Vor diesem Hintergrund ist es durchaus sachlich, wenn die OBDK im angefochtenen Bescheid ihre Auffassung damit begründet, daß ein Rechtsanwalt, der es "bis zur Eintragung als Rechtsanwalt gebracht hat und eine Zeit lang als Rechtsanwalt auch berufstätig gewesen ist, regelmäßig in der Lage sein wird, sich auch ohne fremde Hilfe mit veränderter Rechtslage und Judikatur auseinanderzusetzen und ausreichend vertraut zu machen". Der im angefochtenen Bescheid enthaltene Hinweis auf die Berufspflicht des Rechtsanwalts zur selbständigen Weiterbildung macht ebenfalls deutlich, daß ein bereits eingetragener Rechtsanwalt nicht mit einem Rechtsanwaltsanwärter verglichen werden kann:

"Jeder Rechtsanwalt [hat] im Falle empfundener Unsicherheit auf einem bestimmten, im aktuellen Fall in Frage kommenden, Rechtsgebiet, die Verpflichtung, sich selbst ausreichend zu informieren oder sich informieren zu lassen. Die (...) permanent nötige berufliche Weiterbildung ist eine wesentliche Berufspflicht des Rechtsanwaltes, der er auch im Hinblick auf die Interessen der rechtsuchenden Bevölkerung, die seinen Rat und seine Vertretung benötigt, zu entsprechen hat. Dabei kann eine gewisse Wiedereinstiegsperiode zur Nutzung der Rechtsinformation über inzwischen geänderte oder neue Rechtsvorschriften entweder selbständig realisiert, ein gleichwertiger Effekt aber auch durch ein Dienstverhältnis zu einem anderen Rechtsanwalt oder einer Rechtsanwaltsgesellschaft erzielt werden (§21g RAO)".

Eine Verletzung des Gleichheitsgrundsatzes liegt daher nicht vor.

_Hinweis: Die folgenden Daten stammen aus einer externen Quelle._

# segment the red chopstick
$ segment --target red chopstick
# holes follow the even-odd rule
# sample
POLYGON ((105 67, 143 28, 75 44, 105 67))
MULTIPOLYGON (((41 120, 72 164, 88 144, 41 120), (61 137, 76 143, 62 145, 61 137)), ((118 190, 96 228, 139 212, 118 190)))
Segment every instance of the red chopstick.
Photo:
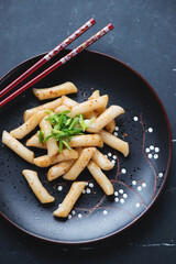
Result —
POLYGON ((81 51, 84 51, 86 47, 90 46, 94 42, 98 41, 100 37, 102 37, 103 35, 106 35, 109 31, 111 31, 113 29, 112 24, 108 24, 107 26, 105 26, 102 30, 100 30, 97 34, 92 35, 90 38, 88 38, 87 41, 85 41, 81 45, 79 45, 78 47, 76 47, 75 50, 73 50, 70 53, 68 53, 66 56, 64 56, 63 58, 61 58, 58 62, 56 62, 55 64, 53 64, 51 67, 48 67, 47 69, 45 69, 44 72, 42 72, 40 75, 37 75, 35 78, 33 78, 32 80, 30 80, 28 84, 25 84, 24 86, 22 86, 20 89, 18 89, 16 91, 14 91, 12 95, 10 95, 9 97, 7 97, 6 99, 3 99, 0 102, 0 107, 3 107, 7 102, 11 101, 13 98, 15 98, 16 96, 19 96, 21 92, 25 91, 28 88, 30 88, 31 86, 33 86, 34 84, 36 84, 37 81, 40 81, 41 79, 43 79, 45 76, 47 76, 48 74, 51 74, 54 69, 58 68, 59 66, 62 66, 63 64, 65 64, 67 61, 69 61, 70 58, 73 58, 74 56, 76 56, 77 54, 79 54, 81 51))
POLYGON ((16 85, 19 85, 22 80, 24 80, 28 76, 38 69, 42 65, 44 65, 47 61, 54 57, 57 53, 59 53, 63 48, 68 46, 73 41, 75 41, 78 36, 85 33, 89 28, 91 28, 96 23, 95 19, 90 19, 82 26, 80 26, 77 31, 75 31, 70 36, 68 36, 65 41, 63 41, 58 46, 53 48, 50 53, 47 53, 43 58, 41 58, 36 64, 34 64, 31 68, 29 68, 25 73, 19 76, 14 81, 12 81, 9 86, 7 86, 2 91, 0 91, 0 98, 3 97, 8 91, 13 89, 16 85))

3. Das verfassungsgesetzlich gewährleistete Recht auf Freiheit der Erwerbsbetätigung wird mit Rücksicht auf den in Art6 StGG enthaltenen Gesetzesvorbehalt nur verletzt, wenn einem Staatsbürger durch den Bescheid einer Verwaltungsbehörde der Antritt oder die Ausübung einer bestimmten Erwerbsbetätigung untersagt wird, ohne daß ein Gesetz die Behörde zu einem solchen die Erwerbstätigkeit einschränkenden Bescheid ermächtigt, oder wenn die Rechtsvorschrift, auf die sich der Bescheid stützt, verfassungswidrig oder gesetzwidrig ist, oder wenn die Behörde bei der Erlassung des Bescheides ein verfassungsmäßiges Gesetz oder eine gesetzmäßige Verordnung in denkunmöglicher Weise angewendet hat (zB VfSlg. 10413/1985).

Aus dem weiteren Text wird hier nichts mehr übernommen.